In addressing the G20 Debt Service Suspension Initiative offered to the world’s 73 poorest countries through the end of the year, the ministers discussed the need for China, a G20 member and major creditor, to participate fully and transparently, a senior administration official said.
“It’s key, both to realizing the full potential of the DSSI and from a transparency perspective,” the official said.
G20 finance ministers are to discuss the debt moratorium during a teleconference on Saturday amid growing calls for an extension, given a deeper downturn in the global economy that will hit heavily indebted countries particularly hard.
The International Chamber of Commerce, the International Trade Union Confederation and a major civil society group on Monday urged G20 members to extend and expand a freeze in debt service payments.
So far, 41 countries have applied for relief under the DSSI and the Paris Club has signed agreements with 20 countries ranging from Ivory Coast to Ethiopia and Pakistan.

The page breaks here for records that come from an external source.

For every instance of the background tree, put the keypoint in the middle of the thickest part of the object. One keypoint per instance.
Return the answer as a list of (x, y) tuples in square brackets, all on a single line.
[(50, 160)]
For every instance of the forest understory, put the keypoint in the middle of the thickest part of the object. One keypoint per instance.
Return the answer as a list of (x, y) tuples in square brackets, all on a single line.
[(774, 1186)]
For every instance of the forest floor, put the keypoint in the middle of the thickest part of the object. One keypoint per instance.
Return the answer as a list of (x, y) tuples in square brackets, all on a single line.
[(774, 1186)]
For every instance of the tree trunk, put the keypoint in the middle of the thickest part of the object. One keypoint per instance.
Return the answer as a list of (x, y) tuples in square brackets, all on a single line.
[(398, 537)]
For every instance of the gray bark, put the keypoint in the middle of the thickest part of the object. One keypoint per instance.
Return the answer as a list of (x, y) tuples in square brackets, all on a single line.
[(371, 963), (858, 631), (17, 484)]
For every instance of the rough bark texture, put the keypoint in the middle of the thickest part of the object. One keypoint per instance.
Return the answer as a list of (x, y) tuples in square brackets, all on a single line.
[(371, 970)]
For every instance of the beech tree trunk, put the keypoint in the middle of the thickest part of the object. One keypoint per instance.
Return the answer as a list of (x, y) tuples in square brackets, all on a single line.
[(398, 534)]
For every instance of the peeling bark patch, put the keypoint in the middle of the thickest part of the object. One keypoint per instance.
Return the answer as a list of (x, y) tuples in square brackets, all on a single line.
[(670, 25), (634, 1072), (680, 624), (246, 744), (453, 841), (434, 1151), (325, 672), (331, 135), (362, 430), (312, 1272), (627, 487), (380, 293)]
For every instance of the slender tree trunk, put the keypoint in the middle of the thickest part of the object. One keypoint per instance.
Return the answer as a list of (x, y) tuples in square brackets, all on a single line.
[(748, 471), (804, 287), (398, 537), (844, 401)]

World Bank President David Malpass last week backed an extension of the debt payment freeze through 2021 and said some heavily indebted countries would need debt forgiveness to avert a longer “poverty trap.”
Malpass emphasized the need for increased transparency about lending and said all official bilateral creditors, including policy banks such as China’s Development Bank, and state-owned enterprises with implicit government guarantees should take part.